The idea of planting green tea in Switzerland came from Peter Oppliger, a plant expert from Lucerne who is also an avid tea drinker.
Working alongside botanists and gardeners, Oppliger decided to launch a trial tea-growing project in the southern canton of Ticino.
One hundred plants are now being cultivated on the Brissago islands where it is hoped they will thrive thanks to the warm and sunny climate.
“The beginning of this experiment is a great honour for us, because it is the first tea plantation in Switzerland,” Pamela Merlini, the islands’ administrator told swissinfo.
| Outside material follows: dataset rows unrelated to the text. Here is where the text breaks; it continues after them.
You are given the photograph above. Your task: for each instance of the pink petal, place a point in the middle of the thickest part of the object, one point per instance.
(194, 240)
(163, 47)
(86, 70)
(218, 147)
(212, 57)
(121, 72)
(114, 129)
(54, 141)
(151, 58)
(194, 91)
Apart from being of scientific interest, the green tea grown on the Brissago islands could also become a major tourist attraction in future.
“We intend to hold seminars twice a year focusing on the plants and tea production,” said Merlini.
“We will also consider the medicinal benefits and cultural aspects of tea.”
In many countries tea drinking is a kind of rite, forming part of religious and social ceremonies.
From Darjeeling to Brissago
“Tea is extracted from the tea plant, whose Latin name is ‘Camellia sinensis’,” Oppliger explained during the presentation of his project.
“Camellia sinensis is an evergreen plant of Asian origin that is cultivated in the Indian regions of Darjeeling and Assam as well as in southern China,” he added.
He said the tea plant was botanically related to the various types of camellias already flourishing in the parks and gardens of canton Ticino, although these were unsuitable for tea production.
And he pointed to the existence of a 40-year-old tea plant in the botanical gardens as an indication that this variety was perfectly at home on the islands and could be cultivated for tea.
When the time comes to harvest the crop next year it will be clear whether the experiment has succeeded. If it has, tea-tasting seminars are bound to follow.